Most of the rubble created by the quake has since been carted away but more than 350,000 people still live in grim displacement camps.
Many people had hoped the reconstruction effort would have made more headway by now, but progress has been stymied by political paralysis, the scale of devastation and a trickle of aid.
Jan. 12 was observed as a national holiday the last two years to remember the quake. This year, the government said the day would no longer be a holiday but called for the Haitian flag to be flown at half-staff and for nightclubs and “similar establishments” to close.

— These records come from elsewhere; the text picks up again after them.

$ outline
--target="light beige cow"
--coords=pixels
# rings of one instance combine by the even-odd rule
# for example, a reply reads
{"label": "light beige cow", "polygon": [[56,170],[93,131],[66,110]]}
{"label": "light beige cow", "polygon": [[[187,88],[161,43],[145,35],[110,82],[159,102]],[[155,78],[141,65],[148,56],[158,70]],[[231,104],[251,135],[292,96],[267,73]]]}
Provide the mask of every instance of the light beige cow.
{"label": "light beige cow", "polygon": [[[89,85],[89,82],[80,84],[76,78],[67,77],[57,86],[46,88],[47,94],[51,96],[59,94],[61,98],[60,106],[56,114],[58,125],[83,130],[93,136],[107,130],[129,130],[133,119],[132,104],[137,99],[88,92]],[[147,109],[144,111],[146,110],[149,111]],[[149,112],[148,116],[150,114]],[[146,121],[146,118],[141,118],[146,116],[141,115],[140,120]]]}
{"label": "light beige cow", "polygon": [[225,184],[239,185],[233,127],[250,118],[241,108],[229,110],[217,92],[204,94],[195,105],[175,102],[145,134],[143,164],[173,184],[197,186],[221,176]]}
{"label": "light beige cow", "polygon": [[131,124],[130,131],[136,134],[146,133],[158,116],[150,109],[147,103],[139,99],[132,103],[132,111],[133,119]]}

The anniversary this year has been used by Haiti observers to criticize the reconstruction process and by foreign aid groups to promote their work and raise money. The European Union announced Saturday it was giving Haiti 30.5 million euros for displaced people still living in camps, as well as victims of a subsequent cholera epidemic and those affected by Hurricane Sandy late last year.
The Clinton Foundation also announced that it was contributing about 40 solar-powered streetlights to a housing community north of Port-au-Prince for deaf families who were relocated there.
But for some Haitians, it was just another day.
“We can’t remain focused on January 12th,” said Asaie St. Louis, a 56-year-old teacher and devout church-goer, Bible in hand. “It’s passed already.”
(AP PHOTO: Relatives of those who died in the 2010 earthquake walk in single file to place a cross on a hilltop to remember those who died in the devastating earthquake.)